• What is Time to First Byte (TTFB)?

Time to First Byte (TTFB)

Time to First Byte (TTFB) is a web-performance metric measuring how long the browser waits between making an HTTP request and receiving the first byte of response from the server. TTFB isn’t itself a Core Web Vital, but it’s a foundational metric: slow TTFB delays every subsequent metric (LCP, INP, render start), so Core Web Vitals almost always depend on healthy TTFB. Target is under 800 milliseconds; anything over 1.8 seconds is considered poor.

What TTFB actually measures

TTFB captures the time for:

DNS resolution. Browser resolves the domain to an IP address.

TCP handshake. Connection establishment.

TLS negotiation. For HTTPS, the secure handshake.

Request sent, server processing. Server-side work: database queries, API calls, application logic.

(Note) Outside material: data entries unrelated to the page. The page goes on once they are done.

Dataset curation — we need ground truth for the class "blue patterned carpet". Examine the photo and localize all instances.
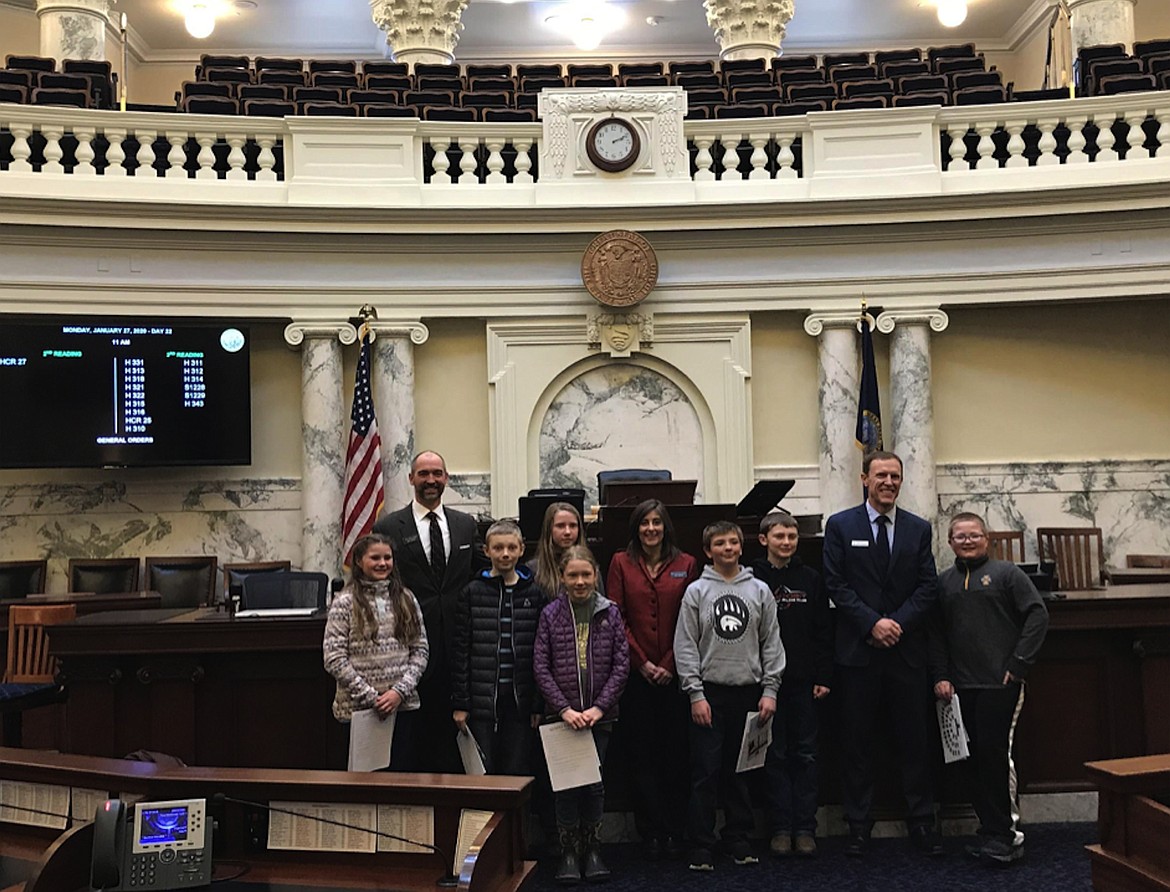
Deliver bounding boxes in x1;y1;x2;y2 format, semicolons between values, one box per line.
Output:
534;824;1096;892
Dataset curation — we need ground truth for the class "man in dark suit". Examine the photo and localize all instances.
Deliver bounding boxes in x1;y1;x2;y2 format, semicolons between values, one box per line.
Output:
825;452;943;857
373;452;483;773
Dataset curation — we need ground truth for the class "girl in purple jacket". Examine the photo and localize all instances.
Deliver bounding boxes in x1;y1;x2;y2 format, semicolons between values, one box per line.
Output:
532;546;629;884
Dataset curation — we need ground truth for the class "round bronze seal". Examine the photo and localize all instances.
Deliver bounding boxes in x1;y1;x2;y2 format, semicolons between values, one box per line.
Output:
581;229;658;307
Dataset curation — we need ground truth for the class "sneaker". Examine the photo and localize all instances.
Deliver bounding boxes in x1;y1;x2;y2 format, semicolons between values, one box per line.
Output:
979;839;1024;866
728;839;759;867
687;849;715;872
768;830;792;858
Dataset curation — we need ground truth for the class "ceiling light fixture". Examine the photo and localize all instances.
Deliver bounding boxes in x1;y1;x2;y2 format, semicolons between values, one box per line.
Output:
185;4;215;40
938;0;966;28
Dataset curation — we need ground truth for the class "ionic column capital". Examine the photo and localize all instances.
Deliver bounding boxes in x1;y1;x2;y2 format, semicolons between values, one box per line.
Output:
804;310;861;337
284;320;358;346
878;307;950;335
367;320;431;346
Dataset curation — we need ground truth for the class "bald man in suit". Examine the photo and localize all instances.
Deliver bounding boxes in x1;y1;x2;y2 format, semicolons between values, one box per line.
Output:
824;452;943;857
373;452;483;773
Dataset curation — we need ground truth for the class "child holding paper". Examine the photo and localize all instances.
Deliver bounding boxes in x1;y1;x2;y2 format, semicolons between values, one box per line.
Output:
322;533;429;771
532;546;629;884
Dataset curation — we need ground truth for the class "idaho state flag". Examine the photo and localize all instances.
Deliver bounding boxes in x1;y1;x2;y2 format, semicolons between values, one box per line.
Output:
855;316;885;452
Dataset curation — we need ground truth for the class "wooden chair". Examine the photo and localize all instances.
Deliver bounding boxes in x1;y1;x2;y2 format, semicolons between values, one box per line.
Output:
69;557;139;595
1126;555;1170;570
1035;527;1104;591
146;555;219;608
0;604;77;747
987;529;1024;564
0;561;48;601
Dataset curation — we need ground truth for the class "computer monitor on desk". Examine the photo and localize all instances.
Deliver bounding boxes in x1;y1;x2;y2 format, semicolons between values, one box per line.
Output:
601;480;698;507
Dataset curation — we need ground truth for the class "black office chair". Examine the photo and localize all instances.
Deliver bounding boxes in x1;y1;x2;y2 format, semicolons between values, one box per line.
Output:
69;557;139;595
240;571;329;610
0;561;48;601
146;555;219;608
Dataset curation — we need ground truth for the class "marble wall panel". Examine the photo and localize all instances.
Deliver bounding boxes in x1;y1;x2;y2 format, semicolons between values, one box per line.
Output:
541;363;703;505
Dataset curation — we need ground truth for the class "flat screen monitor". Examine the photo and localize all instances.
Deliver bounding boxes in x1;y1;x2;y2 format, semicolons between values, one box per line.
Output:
0;316;252;468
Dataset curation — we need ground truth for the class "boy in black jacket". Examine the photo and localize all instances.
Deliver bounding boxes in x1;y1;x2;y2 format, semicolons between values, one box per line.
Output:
751;512;833;857
452;521;545;775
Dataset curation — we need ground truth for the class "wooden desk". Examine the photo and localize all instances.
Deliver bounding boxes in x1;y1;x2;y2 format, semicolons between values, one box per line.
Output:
1016;584;1170;792
1085;755;1170;892
49;608;347;769
0;748;535;892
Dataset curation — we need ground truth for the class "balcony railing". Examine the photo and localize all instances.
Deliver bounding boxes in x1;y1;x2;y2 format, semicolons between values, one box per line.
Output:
0;92;1170;206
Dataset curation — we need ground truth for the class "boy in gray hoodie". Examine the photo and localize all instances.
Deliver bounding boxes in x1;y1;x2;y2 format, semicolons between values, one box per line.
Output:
674;521;784;871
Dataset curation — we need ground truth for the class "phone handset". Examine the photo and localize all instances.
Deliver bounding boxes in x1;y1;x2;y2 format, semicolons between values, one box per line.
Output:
89;800;126;888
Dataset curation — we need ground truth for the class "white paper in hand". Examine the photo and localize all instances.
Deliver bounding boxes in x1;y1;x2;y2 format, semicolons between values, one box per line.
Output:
346;709;398;771
935;694;971;764
735;712;772;774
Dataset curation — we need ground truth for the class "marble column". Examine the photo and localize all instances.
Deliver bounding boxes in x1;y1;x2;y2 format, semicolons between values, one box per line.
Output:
878;307;950;524
370;320;431;510
703;0;794;60
284;320;358;577
804;311;861;520
36;0;117;63
1068;0;1135;55
370;0;468;64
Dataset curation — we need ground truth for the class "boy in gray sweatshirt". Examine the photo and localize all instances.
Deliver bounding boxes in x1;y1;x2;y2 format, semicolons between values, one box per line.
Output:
674;521;784;871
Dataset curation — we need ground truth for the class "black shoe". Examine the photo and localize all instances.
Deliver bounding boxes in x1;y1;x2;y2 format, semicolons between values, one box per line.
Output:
910;824;947;858
845;826;869;858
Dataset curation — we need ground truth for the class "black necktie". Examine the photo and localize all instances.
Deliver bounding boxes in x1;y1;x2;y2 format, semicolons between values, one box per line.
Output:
427;512;444;579
874;514;889;576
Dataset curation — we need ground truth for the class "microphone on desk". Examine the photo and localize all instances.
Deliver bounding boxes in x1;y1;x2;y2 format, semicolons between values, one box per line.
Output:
211;791;459;888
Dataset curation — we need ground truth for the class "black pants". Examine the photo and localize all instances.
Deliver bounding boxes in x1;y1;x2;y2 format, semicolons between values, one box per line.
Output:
766;679;817;836
687;685;761;849
618;670;690;839
467;691;536;776
837;649;935;829
958;681;1024;845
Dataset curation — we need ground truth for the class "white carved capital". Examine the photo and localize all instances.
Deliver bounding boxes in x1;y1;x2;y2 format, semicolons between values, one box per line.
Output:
369;320;431;346
878;307;950;335
370;0;468;63
284;320;358;346
804;310;861;337
703;0;796;59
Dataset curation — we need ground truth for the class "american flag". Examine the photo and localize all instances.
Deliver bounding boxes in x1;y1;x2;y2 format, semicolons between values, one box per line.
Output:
342;328;386;567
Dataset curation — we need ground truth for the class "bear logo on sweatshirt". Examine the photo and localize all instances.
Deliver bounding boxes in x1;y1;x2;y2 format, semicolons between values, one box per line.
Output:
711;592;749;641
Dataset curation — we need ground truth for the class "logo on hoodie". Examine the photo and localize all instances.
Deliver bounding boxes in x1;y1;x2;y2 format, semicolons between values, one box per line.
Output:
711;592;750;641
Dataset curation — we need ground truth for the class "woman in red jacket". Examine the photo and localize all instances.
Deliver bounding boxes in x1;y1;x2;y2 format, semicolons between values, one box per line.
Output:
606;499;700;859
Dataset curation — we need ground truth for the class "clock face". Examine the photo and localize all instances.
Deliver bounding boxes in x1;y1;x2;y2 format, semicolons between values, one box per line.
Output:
585;117;641;173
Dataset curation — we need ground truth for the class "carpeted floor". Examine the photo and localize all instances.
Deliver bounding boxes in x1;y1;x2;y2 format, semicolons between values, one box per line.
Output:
534;824;1096;892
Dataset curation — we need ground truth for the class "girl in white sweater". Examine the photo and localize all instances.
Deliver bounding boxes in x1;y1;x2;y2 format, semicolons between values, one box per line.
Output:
323;533;428;771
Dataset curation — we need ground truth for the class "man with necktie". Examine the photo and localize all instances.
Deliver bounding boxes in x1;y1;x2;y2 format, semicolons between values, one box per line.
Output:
824;452;943;857
373;452;483;773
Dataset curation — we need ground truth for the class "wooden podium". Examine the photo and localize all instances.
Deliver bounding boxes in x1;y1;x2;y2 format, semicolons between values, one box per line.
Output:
0;748;535;892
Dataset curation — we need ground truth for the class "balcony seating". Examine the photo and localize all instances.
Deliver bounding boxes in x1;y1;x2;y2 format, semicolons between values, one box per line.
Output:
1035;527;1104;591
309;59;358;75
0;560;48;601
69;557;139;595
145;555;219;608
180;96;240;115
243;100;296;118
1097;74;1158;96
772;56;820;71
301;102;358;118
32;87;89;109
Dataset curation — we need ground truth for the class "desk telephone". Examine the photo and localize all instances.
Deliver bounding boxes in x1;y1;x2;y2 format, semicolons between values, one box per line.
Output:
90;800;212;892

First byte received. Server sends initial response.

All of this before any rendering can start. Slow TTFB makes every Core Web Vital harder to hit.

What causes slow TTFB

Six common causes:

Slow server-side rendering. Apps that compute pages from scratch on every request rather than caching.

Slow database queries. Unindexed queries, N+1 query patterns, overly-complex joins.

Server geography far from user. User in Australia hitting a server in the US. Physics bounds what’s possible.

CDN misses. Pages that should be CDN-cached but aren’t.

Origin server under load. Traffic spikes overwhelming compute capacity.

Third-party API dependencies. Pages that wait for external API responses before sending HTML.

How to improve TTFB

Six standard approaches:

Static or edge-rendered pages. Pre-render pages at build time or on the edge. The server sends pre-computed HTML with minimal processing.

CDN for HTML. Content pages served from CDN edges close to users.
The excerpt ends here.